The Government has thrown down a challenge to education unions and State education bureaucracies by announcing a Coalition-style package of school accountability and performance improvement measures.

At today’s National Press Club address, the Prime Minister announced that as a condition of new Commonwealth funding, the Commonwealth will demand from the States national performance information requirements sufficient for parents to be able to decide whether to move their children to better-performing schools and governments to be able to prioritise resources to under-performing schools.

Mr Rudd also flagged performance pay for teachers, saying that high-performing teachers should be rewarded and retained within the education sector, and that top university graduates should be encouraged to take at least a temporary educational role, with accelerated courses and incentive payments if they do so.

If implemented, the package would amount to the biggest shake-up in education management in decades, and flies directly in the face of teachers’ unions’ campaigns against performance tables and performance pay. The plan to bring in temporary top-flight graduates is also likely to get unions off-side.

The Coalition immediately claimed the package for its own, declaring it was composed of measures it had advanced under the Howard Government. The response of Rudd and Deputy Prime Minister Julia Gillard was to argue the Howard Government had carried out 24 educational reviews and not done anything.

On top of the welfare-truancy initiatives, the package will burnish the Government’s credentials with more conservative voters and may further stir the ALP Left, but Rudd’s rhetoric was of the sort that suggested no backdown.

“I cannot understand why public institutions such as schools should not be accountable to the community that funds their salaries and running costs,” Rudd said, anticipating that there would be considerable “argy-bargy” with the States in negotiations. He also strongly backed the principle of parents moving their children to better performing schools, saying that was ultimately the point of performance information.

By linking additional funding for disadvantaged schools to the new framework, Rudd is continuing his COAG tactic of trying to bribe State Governments to sign onto a national approach.

As we saw with water, this approach doesn’t always necessarily produce good outcomes.
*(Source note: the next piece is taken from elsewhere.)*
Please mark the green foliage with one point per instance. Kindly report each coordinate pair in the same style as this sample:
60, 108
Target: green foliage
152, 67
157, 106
And with education, State Governments won’t have farmers and irrigators in their ears, they’ll have the considerably more powerful teachers’ unions.

Rudd has all care but no responsibility for this package — he won’t be the one teachers are striking against when State Government seek to introduce performance benchmarks and close underperforming schools. Even so, this’ll garner the right sort of headlines in The Daily Telegraph and The Herald-Sun, and that’s at least part of the point of the Education Revolution.